The American East Division champion

American Athletic Championship Game, L 13–24 vs. Houston

Boca Raton Bowl, L 17–32 vs. Toledo
- Conference: American Athletic Conference
- East Division
- Record: 10–4 (7–1 AAC)
- Head coach: Matt Rhule (3rd season);
- Offensive coordinator: Marcus Satterfield (3rd season)
- Offensive scheme: Spread
- Defensive coordinator: Phil Snow (3rd season)
- Base defense: 4–3
- Home stadium: Lincoln Financial Field

= 2015 Temple Owls football team =

American college football season

The 2015 Temple Owls football team represented Temple University in the 2015 NCAA Division I FBS football season.
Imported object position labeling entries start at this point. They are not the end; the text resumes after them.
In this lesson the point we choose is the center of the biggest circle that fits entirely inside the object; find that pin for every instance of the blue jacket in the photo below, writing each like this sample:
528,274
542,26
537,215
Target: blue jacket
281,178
The Owls were led by third-year head coach Matt Rhule and played their home games at Lincoln Financial Field. They were members of the East Division of the American Athletic Conference. They finished the season 10–4, 7–1 in American Athletic play to finish as champions of the East Division. They represented the East Division in the American Athletic Championship Game where they lost to Houston. They were invited to the Boca Raton Bowl where they lost to Toledo.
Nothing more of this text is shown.